第1章 時を経て。
飲まなきゃ殺される…と踏んだ俺は
そのビールを一気飲みした。
目の前に座る兵長の顔がグニャと歪み
グルグルと天井が回る。
…そうだった、俺は酒が弱いんだった。
それを思い出した時はすでに遅し。
そのまま机に突っ伏す形で酔いつぶれてしまった。
「エレン〜?帰るよ〜?」
頭の中でハンジさんが呼ぶ声が聞こえてはいたが
目が全く開かない。
「…ちっ。ガキが飲むからだろ。」
「飲ましたのはリヴァイだろ。」
「どうすんのさ!」
エルヴィンとハンジは顔を見合わせニヤッと笑い
「リヴァイ!後はよろしく!」と去っていった。
「あっ?おいっ!……ったく。
おい、帰るぞ。

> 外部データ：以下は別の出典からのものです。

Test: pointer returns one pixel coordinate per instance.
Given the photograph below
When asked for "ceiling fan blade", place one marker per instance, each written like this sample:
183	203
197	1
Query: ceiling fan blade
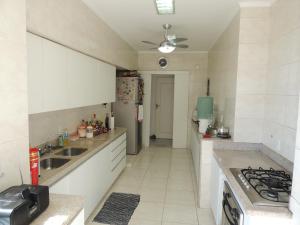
149	42
181	46
177	40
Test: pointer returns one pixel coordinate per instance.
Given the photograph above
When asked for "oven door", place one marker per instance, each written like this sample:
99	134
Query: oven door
232	213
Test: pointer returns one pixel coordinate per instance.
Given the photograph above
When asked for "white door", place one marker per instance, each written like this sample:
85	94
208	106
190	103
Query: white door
164	107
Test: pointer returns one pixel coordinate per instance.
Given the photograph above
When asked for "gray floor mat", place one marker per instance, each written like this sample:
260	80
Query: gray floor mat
118	209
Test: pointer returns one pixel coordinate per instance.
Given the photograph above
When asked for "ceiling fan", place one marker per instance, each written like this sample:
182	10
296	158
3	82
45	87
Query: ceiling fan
170	42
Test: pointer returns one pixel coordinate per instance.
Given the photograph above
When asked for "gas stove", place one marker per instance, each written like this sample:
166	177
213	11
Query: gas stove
265	187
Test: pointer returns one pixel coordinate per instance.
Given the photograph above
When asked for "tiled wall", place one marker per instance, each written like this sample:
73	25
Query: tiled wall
283	78
72	23
295	199
45	127
222	71
13	93
251	74
194	62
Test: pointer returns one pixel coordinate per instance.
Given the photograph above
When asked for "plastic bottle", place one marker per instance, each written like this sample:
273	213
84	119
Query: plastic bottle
107	122
66	137
112	121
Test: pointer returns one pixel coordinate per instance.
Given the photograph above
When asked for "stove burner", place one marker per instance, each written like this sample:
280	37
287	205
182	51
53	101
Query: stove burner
272	194
273	183
270	184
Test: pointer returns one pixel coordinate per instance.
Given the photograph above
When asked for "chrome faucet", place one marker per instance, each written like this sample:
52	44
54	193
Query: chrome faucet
46	149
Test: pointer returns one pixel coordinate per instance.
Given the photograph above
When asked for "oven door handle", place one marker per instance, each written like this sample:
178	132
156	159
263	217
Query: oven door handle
226	203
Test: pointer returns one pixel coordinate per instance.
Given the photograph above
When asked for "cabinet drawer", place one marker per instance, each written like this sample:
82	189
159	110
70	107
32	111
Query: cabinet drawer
117	142
115	172
117	159
117	150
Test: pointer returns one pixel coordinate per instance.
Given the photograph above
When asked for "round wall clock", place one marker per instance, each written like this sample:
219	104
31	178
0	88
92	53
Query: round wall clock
163	62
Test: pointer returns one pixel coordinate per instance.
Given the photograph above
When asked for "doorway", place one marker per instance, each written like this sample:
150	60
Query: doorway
162	110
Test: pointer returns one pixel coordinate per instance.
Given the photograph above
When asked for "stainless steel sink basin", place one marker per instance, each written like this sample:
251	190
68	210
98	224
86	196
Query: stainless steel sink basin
71	151
53	163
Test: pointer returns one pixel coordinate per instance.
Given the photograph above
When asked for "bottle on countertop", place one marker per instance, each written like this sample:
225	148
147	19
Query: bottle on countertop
82	129
66	137
112	121
107	121
61	140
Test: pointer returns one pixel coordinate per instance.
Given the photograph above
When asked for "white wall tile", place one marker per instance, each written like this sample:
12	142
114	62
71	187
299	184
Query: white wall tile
250	106
291	111
296	177
294	79
248	130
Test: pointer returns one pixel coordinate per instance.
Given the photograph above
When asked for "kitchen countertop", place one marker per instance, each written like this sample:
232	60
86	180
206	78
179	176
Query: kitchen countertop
62	210
240	159
94	145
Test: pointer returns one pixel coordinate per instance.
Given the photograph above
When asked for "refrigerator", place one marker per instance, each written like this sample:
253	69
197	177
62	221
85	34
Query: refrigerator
128	110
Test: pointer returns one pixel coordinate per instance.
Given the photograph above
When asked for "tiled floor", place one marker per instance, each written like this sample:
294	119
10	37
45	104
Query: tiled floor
161	142
164	179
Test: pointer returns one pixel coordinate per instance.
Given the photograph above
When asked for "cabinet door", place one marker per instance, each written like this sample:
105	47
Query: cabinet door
35	73
55	76
91	180
79	69
61	187
79	219
107	82
217	185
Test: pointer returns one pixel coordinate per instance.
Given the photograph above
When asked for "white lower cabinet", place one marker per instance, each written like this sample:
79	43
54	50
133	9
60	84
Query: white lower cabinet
217	185
79	219
93	178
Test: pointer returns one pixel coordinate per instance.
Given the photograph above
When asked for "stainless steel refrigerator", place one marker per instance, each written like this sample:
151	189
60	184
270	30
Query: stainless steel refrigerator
128	111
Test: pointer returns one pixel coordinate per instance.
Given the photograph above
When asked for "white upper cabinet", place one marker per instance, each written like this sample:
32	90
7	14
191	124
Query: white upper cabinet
54	76
61	78
35	74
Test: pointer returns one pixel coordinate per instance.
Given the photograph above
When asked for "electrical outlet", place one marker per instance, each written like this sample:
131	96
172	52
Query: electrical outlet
1	172
278	145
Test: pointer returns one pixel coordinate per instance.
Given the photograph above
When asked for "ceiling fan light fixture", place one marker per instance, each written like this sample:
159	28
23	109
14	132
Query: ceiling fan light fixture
166	48
165	7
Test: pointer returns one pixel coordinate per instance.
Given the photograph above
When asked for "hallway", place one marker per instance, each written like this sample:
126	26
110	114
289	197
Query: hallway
164	179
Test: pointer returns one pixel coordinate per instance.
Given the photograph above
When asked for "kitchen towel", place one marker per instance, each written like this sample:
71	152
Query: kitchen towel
118	209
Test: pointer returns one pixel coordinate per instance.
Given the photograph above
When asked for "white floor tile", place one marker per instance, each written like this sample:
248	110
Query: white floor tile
148	211
205	217
152	195
180	197
180	214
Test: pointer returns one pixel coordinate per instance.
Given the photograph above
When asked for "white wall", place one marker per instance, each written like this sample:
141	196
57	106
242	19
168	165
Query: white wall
153	100
251	74
295	199
193	62
72	23
222	71
283	78
14	148
180	117
267	81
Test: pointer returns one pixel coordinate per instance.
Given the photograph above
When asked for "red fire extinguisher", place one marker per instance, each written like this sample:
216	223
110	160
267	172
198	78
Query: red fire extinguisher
34	165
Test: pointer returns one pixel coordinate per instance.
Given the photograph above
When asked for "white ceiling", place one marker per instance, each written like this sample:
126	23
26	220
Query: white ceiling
201	21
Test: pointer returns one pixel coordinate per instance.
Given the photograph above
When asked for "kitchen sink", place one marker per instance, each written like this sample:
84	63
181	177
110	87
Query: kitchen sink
53	163
71	151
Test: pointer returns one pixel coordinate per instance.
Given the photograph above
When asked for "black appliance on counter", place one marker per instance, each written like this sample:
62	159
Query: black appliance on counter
19	205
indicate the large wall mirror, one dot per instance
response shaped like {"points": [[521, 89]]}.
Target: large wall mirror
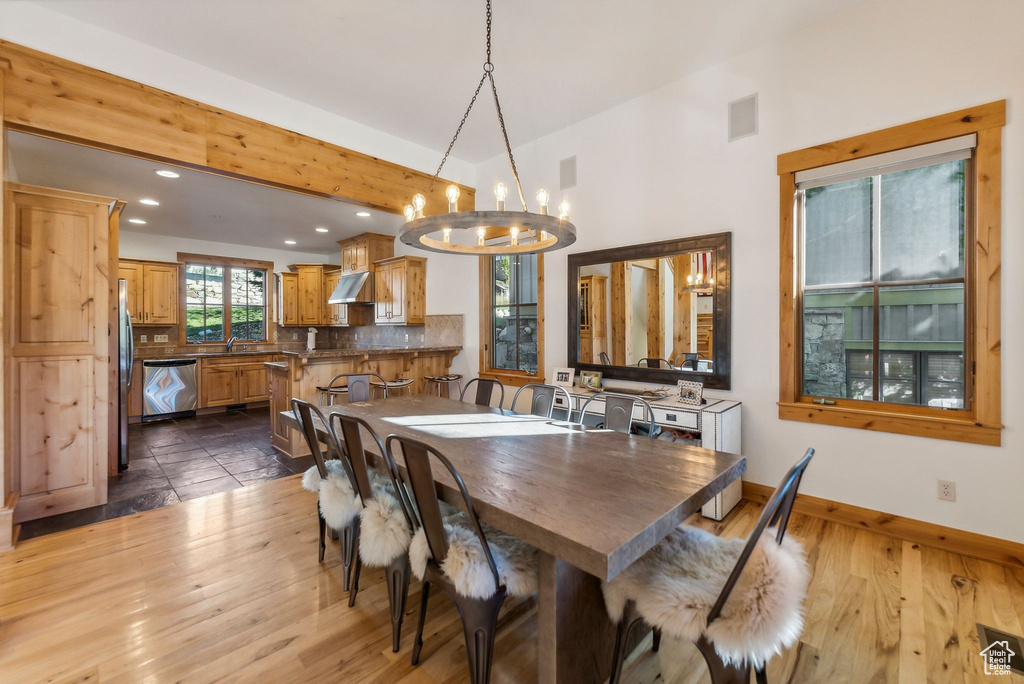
{"points": [[653, 312]]}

クソガキ。」
ゆらゆらと肩を揺らすとエレンの顔が横を向いた。
『へいちょ…う…大…スキ…』
確かにそう言った。
そして、目から流れる涙を見つけた。
「ガキが…」
リヴァイはエレンを担ぎ上げ
肩に乗せるようにして、店の外へ出た。
変な光景…だったと思うが
誰もそれを止める者はいなかった。
…そして、向かった先は
リヴァイの住むマンションだった。